I know that I would struggle to be in a relationship with a bi guy, despite his additional straight-guy appeal, because I would always feel vulnerable. Every time we fought, I would worry that he would just want to throw in the towel and go date a woman. The world is structured for straight relationships. It is easier to be straight, and that adds a lot of pressure to any same-sex relationship. You know, as the male partner of a bisexual guy, that you’re always competing against a wife and kids and ‘the ordinary life’. You need to really trust that the love you two share is real, and not just an experimental sexual vacation for someone who is going to choose to settle down with a woman in the end.
It’s made worse by the fact that so many ‘bisexual’ men aren’t bisexual at all. They use the term as a stepping stone on the path to accepting that they are gay. They come out as bi first, because they can’t quite admit to themselves that they are gay. This bisexual safety-net is so common that most gay guys react to someone’s news of being bi with utter dismissal: “bi now, gay later.” When Tom Daley came out recently in a YouTube confession he told us “of course I still fancy girls” and yet most media completely ignored that and said he’d come out as gay.
But there are real-life bisexuals. They are not all nervously pretending to be bisexual to help them accept their homosexuality, nor are they indulging in a ‘phase’ before going back to being straight. The real deals are rare, but I know a number of them. And the tragic thing is that they are not only mocked and mistrusted by gay guys; they find it harder to get into a relationship with women, too.

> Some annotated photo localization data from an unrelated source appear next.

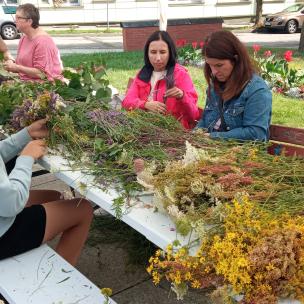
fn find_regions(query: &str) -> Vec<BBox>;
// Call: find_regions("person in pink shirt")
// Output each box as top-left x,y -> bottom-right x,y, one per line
122,31 -> 200,130
4,3 -> 63,82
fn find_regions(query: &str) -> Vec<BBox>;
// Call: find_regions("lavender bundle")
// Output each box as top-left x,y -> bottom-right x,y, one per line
10,91 -> 65,131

While gay guys might find the idea of a bisexual guy quite alluring but emotionally risky, most women find the idea of a bisexual guy off-putting. It’s a complex mess of subconscious cues, but I imagine it’s largely because in our patriarchal society, the thought that your guy has been with other guys is emasculating. It sends the wrong message in terms of power and the ability to protect – he’s not a ‘real man’ because society has decided that gay guys are girly. Women, so my bi friends tell me, often feel that dating a bisexual guy makes them look a fool.
It’s quite revealing that both men and women feel threatened by bisexual guys. They struggle to trust that the relationship is authentic, and that they’re not being used for fun before the ‘real’ orientation of their partner makes itself clear. This lack of trust is massively insulting to the character and agendas of bisexuals, and also shows a lack of understanding of human sexuality, which runs along a spectrum (the Kinsey Scale) and is not composed of two separate camps.
I’m not sure what the solution is. Perhaps we all need self-esteem group therapy sessions to accept that we are worth holding the attention of someone who also fancies the other sex. Perhaps we should trust our partners until we are given reason not to. And we should try, if we can, not to assume every bi guy we meet is a big fraud.
Despite my grandfather’s joke and the generations of gay guys who adopt the label as a baby step to acceptance, I think being bi is probably harder than either being straight or being gay. And I admire those who have the courage to live like that; openly, honestly and generously with their love, despite the suspicion all around them.